Поскольку настоящая глава является по существу сведением печальных итогов, я должна сказать о дальнейшей судьбе вернувшихся в СССР в конце сороковых годов русских парижан Николая Лермонтова и Петра Трубецкого. С тех пор как они сошли со страниц моих воспоминаний, в их жизни произошли изменения. Лермонтовед Ираклий Андроников заинтересовался Николаем Геннадиевичем и, в связи с наступившим лермонтовским юбилеем, выхлопотал ему персональную пенсию.

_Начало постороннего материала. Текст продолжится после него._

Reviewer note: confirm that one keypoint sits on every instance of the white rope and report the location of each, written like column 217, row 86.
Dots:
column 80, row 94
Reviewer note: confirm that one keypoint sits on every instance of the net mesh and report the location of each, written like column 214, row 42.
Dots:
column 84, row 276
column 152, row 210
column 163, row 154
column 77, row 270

Кто такой Андроников, я распространяться не буду, так как он хорошо известен, но небольшой эпизод, предшествовавший получению этой пенсии, все же расскажу.

Николай Геннадиевич обратился к моему отцу, незыблемому авторитету по вопросам генеалогии дворянских родов, с просьбой уточнить его родство с Михаилом Юрьевичем, и отец, в виде особой милости, вручил ему тетрадь с надписью: «Костромские дворяне Лермонтовы». С этой тетрадью Николай Геннадиевич уехал в Киров. Далее произошло вот что. По занятости или, вернее, по небрежности, он не вернул этой тетради в срок и даже не удосужился сделать из нее нужных выписок, удостоверяющих, что ветви рода, давшие, с одной стороны, Михаила Юрьевича, а с другой — его самого, разошлись только за два поколения до поэта.